In this decade, tweaks to existing laws have dominated the spectrum of tobacco legislation, and none as much as the minimum tobacco purchase age. The 1980s and 1990s saw the states establish a tobacco purchase age of 18, with a handful at 19. And that is the age where many states left it for several decades. 

How States Address Tobacco

In 2015, Hawaii was the first state to raise their tobacco purchase age to 21, effective in 2016. Since then, another 17 states and more than 500 localities followed suit. Massachusetts tops the list with the most local laws at 236. In fact, when Massachusetts Gov. Charlie Baker signed legislation in 2018 to raise the tobacco purchase age from 18 to 21, more than 170 Massachusetts localities had already raised it. Of these 18 states, six (AR, CA, MD, TX, VA, UT) have military exemptions, and Utah even has a military exemption for spouses and dependents. 
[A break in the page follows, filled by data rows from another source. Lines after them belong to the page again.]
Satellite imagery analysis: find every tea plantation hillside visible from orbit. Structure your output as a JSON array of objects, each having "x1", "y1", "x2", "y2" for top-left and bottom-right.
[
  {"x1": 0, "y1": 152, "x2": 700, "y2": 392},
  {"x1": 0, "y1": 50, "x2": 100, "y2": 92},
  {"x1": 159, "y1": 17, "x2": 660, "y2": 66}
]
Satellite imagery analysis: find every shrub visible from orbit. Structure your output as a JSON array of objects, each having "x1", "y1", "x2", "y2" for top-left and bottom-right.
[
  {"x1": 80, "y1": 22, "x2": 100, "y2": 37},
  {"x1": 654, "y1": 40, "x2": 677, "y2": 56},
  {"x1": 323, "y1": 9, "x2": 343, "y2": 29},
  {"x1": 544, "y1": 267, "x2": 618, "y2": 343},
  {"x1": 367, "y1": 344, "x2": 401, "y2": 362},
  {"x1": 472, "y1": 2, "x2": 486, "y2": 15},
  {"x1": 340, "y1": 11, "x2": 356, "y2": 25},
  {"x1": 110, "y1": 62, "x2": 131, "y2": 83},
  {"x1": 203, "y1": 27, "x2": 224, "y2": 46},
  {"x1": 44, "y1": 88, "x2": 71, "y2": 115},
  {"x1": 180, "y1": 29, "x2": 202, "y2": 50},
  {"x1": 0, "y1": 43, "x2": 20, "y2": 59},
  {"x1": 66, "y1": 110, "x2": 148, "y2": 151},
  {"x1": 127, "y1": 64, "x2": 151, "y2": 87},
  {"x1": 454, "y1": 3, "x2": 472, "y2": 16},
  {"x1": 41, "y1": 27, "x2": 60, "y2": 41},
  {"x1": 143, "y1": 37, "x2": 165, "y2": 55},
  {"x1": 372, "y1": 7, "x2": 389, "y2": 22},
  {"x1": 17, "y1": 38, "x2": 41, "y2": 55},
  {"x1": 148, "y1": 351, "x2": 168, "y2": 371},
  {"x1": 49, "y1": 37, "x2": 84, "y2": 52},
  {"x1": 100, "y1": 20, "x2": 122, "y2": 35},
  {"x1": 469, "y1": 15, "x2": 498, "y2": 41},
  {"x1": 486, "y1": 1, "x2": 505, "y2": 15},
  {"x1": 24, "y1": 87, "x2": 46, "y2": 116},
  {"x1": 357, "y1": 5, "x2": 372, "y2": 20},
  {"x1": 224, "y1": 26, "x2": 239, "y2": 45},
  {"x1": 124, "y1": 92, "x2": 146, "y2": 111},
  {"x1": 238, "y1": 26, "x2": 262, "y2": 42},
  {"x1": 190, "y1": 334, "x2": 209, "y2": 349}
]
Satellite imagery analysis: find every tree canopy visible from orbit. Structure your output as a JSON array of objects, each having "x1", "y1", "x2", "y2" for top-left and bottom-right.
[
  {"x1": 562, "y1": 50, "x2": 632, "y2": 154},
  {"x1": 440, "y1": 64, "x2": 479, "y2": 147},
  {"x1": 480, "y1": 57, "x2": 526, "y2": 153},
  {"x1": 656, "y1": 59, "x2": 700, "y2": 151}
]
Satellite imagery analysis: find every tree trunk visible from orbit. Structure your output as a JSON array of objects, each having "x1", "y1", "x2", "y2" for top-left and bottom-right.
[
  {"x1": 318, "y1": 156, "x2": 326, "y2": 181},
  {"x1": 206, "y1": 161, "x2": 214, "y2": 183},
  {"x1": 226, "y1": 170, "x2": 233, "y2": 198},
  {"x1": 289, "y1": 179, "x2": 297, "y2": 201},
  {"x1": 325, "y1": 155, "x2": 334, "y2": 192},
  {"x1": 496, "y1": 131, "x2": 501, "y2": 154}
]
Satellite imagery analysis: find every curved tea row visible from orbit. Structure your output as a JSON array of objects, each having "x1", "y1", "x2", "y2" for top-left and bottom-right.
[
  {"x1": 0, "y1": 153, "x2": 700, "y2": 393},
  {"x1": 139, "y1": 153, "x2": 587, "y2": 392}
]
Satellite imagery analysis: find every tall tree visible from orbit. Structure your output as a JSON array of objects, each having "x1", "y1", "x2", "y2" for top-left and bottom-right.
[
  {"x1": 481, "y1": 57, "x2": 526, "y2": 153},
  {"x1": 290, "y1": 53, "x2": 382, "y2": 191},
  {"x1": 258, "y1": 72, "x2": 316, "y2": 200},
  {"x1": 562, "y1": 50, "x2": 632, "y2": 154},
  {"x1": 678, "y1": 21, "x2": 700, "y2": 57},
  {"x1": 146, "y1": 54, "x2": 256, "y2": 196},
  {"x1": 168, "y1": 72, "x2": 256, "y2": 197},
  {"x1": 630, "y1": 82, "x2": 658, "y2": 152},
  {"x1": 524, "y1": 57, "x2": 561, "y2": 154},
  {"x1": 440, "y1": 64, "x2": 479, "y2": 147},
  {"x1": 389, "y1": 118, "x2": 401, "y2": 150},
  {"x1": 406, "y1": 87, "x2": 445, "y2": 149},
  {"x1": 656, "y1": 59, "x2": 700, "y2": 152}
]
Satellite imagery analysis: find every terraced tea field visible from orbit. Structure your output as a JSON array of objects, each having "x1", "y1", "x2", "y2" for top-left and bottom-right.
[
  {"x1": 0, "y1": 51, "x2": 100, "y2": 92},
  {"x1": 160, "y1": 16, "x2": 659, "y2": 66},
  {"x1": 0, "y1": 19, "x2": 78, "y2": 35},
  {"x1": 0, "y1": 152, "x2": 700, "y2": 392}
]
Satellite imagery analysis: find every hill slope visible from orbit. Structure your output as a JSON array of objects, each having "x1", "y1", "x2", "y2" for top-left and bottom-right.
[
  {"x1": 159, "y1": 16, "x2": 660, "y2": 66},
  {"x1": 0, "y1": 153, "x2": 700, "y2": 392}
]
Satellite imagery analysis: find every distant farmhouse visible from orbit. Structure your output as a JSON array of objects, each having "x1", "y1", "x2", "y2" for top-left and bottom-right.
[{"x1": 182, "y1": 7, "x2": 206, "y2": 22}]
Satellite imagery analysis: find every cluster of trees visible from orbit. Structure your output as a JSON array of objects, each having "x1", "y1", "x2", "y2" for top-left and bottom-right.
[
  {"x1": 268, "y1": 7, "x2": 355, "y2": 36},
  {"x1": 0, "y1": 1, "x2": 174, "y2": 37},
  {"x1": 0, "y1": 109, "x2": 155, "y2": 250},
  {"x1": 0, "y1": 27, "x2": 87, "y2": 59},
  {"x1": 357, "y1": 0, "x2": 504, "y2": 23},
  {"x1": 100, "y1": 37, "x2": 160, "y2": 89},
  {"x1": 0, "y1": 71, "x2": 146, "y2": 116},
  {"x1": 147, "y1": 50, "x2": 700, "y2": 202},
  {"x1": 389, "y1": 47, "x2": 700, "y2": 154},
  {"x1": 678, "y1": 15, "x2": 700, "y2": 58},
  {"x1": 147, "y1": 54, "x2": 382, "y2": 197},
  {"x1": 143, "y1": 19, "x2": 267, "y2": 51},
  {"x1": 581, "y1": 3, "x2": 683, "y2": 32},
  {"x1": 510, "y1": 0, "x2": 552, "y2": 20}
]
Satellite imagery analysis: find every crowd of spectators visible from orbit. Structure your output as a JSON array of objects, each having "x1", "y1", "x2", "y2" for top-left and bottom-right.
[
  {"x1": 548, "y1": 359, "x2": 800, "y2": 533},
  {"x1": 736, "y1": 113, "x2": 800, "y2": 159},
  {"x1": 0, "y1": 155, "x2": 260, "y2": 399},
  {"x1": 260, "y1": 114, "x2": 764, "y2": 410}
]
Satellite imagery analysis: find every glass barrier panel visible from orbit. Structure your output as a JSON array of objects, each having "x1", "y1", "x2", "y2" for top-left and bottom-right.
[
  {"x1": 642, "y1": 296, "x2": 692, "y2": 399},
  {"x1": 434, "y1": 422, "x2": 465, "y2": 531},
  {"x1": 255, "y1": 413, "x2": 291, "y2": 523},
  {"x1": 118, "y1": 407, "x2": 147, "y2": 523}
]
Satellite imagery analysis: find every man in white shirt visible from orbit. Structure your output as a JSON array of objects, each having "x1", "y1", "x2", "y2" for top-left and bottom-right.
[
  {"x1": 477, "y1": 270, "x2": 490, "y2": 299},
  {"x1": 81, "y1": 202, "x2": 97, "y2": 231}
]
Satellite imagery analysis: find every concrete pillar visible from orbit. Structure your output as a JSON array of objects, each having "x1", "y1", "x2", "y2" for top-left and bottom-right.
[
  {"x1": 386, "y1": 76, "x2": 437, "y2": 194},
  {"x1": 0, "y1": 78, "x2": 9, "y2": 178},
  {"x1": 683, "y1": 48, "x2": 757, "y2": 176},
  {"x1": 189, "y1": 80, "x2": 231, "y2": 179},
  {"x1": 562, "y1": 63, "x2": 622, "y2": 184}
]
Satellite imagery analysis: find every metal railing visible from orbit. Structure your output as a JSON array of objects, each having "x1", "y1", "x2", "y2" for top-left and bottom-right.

Tobacco At The Federal Level

On the federal front, several bills were introduced in 2019 to restrict tobacco purchases to age 21. Most notably, Senate Majority Leader Mitch McConnell (R-KY) introduced S. 1541in May. It is a straightforward bill with no exemptions, for example, for military personnel. Among the other pending bills are: “Tobacco to 21 Act” (HR 2411,S.1258); “Tobacco-Free Youth Act” (S. 1541); “Reversing the Youth Tobacco Epidemic Act of 2019” (HR 2339); and the “SCOTT Act of 2019 (HR 2084).

Earlier this week, the House of Representatives passed a bipartisan bill, the “Preventing Online Sales of E-Cigarettes to Children Act” (H.R. 3942), by a voice vote. Co-sponsored by Congresswoman Rosa DeLauro (CT-03) and Congressman Kelly Armstrong (ND-AL), the bill closes loopholes that exempt online e-cigarette retailers from federal age verification requirements.

FMI will continue to monitor and report on age verification bills in the local, state and federal realm.